Die Facebook Wine Exchange ist ein Glücksspiel, das Sie nicht nehmen möchten

Es ist verlockend, wenn Sie eine Einladung von einem Freund auf Facebook erhalten, an einem Austausch von Weihnachtsgeschenken teilzunehmen, insbesondere wenn es sich bei diesem Geschenk um Wein handelt. In diesem Jahr haben mich vier Freunde gebeten, an einem Weinaustausch teilzunehmen, und alle Einladungen lauten wie folgt:

Es spielt keine Rolle, wo Sie wohnen, Sie können gerne mitmachen. Ich brauche mindestens 6 (oder vorzugsweise bis zu 36) Weinliebhaber, um an einem geheimen Weinflaschentausch teilnehmen zu können.

Sie müssen nur EINE Flasche Wein im Wert von 15 USD oder mehr kaufen und an EINEN geheimen Weinliebhaber senden. Danach erhalten Sie 6 bis 36 Weinflaschen zurück !! Es kommt darauf an, wie viele Weintrinker sich anschließen. Lassen Sie mich wissen, wenn Sie interessiert sind und ich werde Ihnen die Informationen senden! Bitte fragen Sie nicht nach der Teilnahme, wenn Sie nicht eine Weinflasche verschicken möchten. In diesem Fall haben wir viele traurige Weintrinker!

Wer möchte nicht an einem lustigen Austausch teilnehmen, bei dem sechs bis 36 Flaschen Wein an Ihrer Haustür auftauchen, um die eine Flasche zu erhalten, die Sie gekauft und verschickt haben? Wenn Sie sich wirklich ansehen, worum es geht, ist die Antwort einfach: Sie.

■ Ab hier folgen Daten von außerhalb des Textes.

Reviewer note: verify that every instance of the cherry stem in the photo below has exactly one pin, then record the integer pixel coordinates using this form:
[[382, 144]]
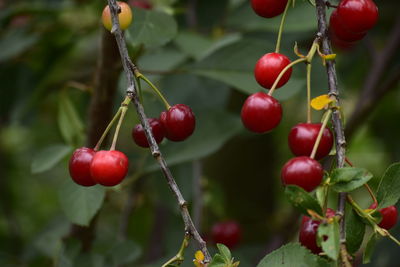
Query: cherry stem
[[155, 89], [123, 108], [278, 41], [371, 193], [179, 257], [103, 136], [321, 131], [309, 93], [271, 91]]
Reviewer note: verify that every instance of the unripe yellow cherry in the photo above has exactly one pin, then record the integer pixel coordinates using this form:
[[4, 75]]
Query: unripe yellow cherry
[[125, 17]]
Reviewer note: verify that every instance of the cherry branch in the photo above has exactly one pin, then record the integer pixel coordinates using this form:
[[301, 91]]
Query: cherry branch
[[131, 92], [340, 140]]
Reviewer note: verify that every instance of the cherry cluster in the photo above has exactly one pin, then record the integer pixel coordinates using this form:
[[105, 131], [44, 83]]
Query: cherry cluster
[[88, 167], [351, 20]]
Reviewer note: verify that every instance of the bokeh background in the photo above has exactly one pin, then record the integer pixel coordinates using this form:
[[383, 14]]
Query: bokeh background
[[61, 80]]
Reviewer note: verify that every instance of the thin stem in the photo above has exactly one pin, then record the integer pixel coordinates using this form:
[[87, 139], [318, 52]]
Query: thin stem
[[321, 131], [278, 41], [131, 92], [271, 91], [179, 257], [309, 93], [103, 136], [155, 89]]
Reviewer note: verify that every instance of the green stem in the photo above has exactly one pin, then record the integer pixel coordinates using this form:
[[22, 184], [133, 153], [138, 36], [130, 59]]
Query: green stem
[[123, 108], [179, 257], [278, 41], [155, 89], [103, 136], [271, 91], [321, 131], [309, 93]]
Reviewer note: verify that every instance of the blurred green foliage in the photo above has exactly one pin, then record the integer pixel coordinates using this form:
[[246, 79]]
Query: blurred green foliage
[[205, 59]]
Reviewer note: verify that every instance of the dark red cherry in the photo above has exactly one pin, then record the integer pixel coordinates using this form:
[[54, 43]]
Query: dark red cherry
[[389, 216], [268, 68], [308, 232], [302, 171], [261, 113], [79, 166], [179, 122], [109, 168], [157, 129], [228, 233], [268, 8], [357, 15], [340, 31], [302, 138]]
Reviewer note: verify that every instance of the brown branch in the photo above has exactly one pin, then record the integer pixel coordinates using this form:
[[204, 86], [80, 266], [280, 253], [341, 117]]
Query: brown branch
[[100, 112], [373, 89], [129, 69], [337, 123]]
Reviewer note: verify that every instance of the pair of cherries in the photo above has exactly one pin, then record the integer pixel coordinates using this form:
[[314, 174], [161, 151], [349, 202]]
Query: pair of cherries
[[106, 167], [351, 21], [176, 124]]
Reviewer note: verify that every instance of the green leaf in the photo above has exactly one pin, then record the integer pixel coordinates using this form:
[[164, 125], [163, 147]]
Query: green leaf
[[328, 235], [48, 157], [388, 190], [70, 124], [302, 200], [222, 65], [293, 255], [80, 203], [347, 179], [225, 253], [355, 230], [151, 28], [369, 249], [15, 42], [124, 252]]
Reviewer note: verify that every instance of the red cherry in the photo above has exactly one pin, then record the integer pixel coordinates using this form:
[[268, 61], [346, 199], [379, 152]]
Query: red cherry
[[302, 171], [179, 122], [302, 138], [228, 233], [141, 4], [157, 129], [268, 68], [109, 168], [389, 216], [308, 232], [261, 112], [79, 166], [357, 15], [268, 8], [340, 31]]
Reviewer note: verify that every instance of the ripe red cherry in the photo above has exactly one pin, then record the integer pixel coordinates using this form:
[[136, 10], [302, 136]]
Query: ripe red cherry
[[157, 129], [268, 68], [302, 138], [268, 8], [358, 15], [179, 122], [302, 171], [109, 168], [79, 166], [308, 232], [339, 30], [228, 233], [389, 216], [261, 112]]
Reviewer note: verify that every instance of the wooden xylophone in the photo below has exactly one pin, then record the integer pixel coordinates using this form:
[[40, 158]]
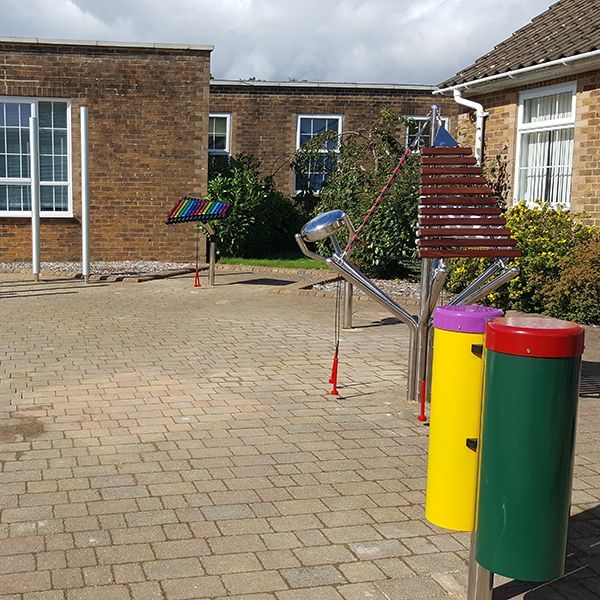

Hier sind die Gründe dafür.

  1. Es ist illegal, einen Kettenbrief über den United States Postal Service zu versenden, da es sich um eine Form des Glücksspiels handelt. Laut USPS sind Kettenbriefe "illegal, wenn sie Geld oder andere Wertgegenstände verlangen und den Teilnehmern eine erhebliche Rendite versprechen". Es spielt keine Rolle, dass Ihr Kettenbrief technisch gesehen kein Papierbrief ist. Die Zustellung der Anfrage per Computer ist ebenfalls illegal. (Wenn Sie sich wirklich mit der Rechtmäßigkeit befassen möchten, lesen Sie Titel 18, Code der Vereinigten Staaten, Abschnitt 1302, das Postlotteriestatut.)
  2. Der Versand von Alkohol von Verbraucher zu Verbraucher ist über jeden Versanddienst illegal. Tatsächlich wird der Versand von Wein direkt an den Verbraucher immer komplizierter, selbst mit FedEx und UPS, Unternehmen, die gegen jeden vorgehen, der keine Lizenz für den Versand besitzt. USPS versendet keinen Alkohol für irgendjemanden. Während Sie wahrscheinlich keine Probleme bekommen, wenn Sie Wein versenden und ihn nicht offenlegen (aber ich verspreche Ihnen nicht, dass Sie dies nicht tun), besteht die eindeutige Möglichkeit, dass Ihr Paket nicht an seinen Bestimmungsort gelangt, wenn darin Alkohol festgestellt wird. Zusätzlich zu der Tatsache, dass Sie etwas Illegales tun, schafft es der Wein, den Sie senden, möglicherweise nicht an sein Ziel. Und wenn jemand anderes Ihnen Wein schickt, bekommen Sie ihn möglicherweise nicht.
  3. Sie geben Ihre persönlichen Daten an Personen weiter, die Sie nicht kennen. Sie geben der Person, die Sie zum Beitritt eingeladen hat, Ihren Namen und Ihre Adresse - und Sie kennen diese Person höchstwahrscheinlich. Wenn der Austausch jedoch perfekt verläuft, können 35 andere Personen, die Sie nicht kennen, Ihren Namen und Ihre Adresse erhalten.
  4. Der Austausch läuft nie perfekt ab. Es ist ein Pyramidenschema, und letztendlich funktionieren Pyramidenschemata nicht. Eine Sprecherin des Better Business Bureau sagte gegenüber ABC WHAM: "Ich habe noch nie jemanden gesehen, der nach Weihnachten ein Foto von ihnen gepostet hat, das von 36 Flaschen Wein umgeben ist."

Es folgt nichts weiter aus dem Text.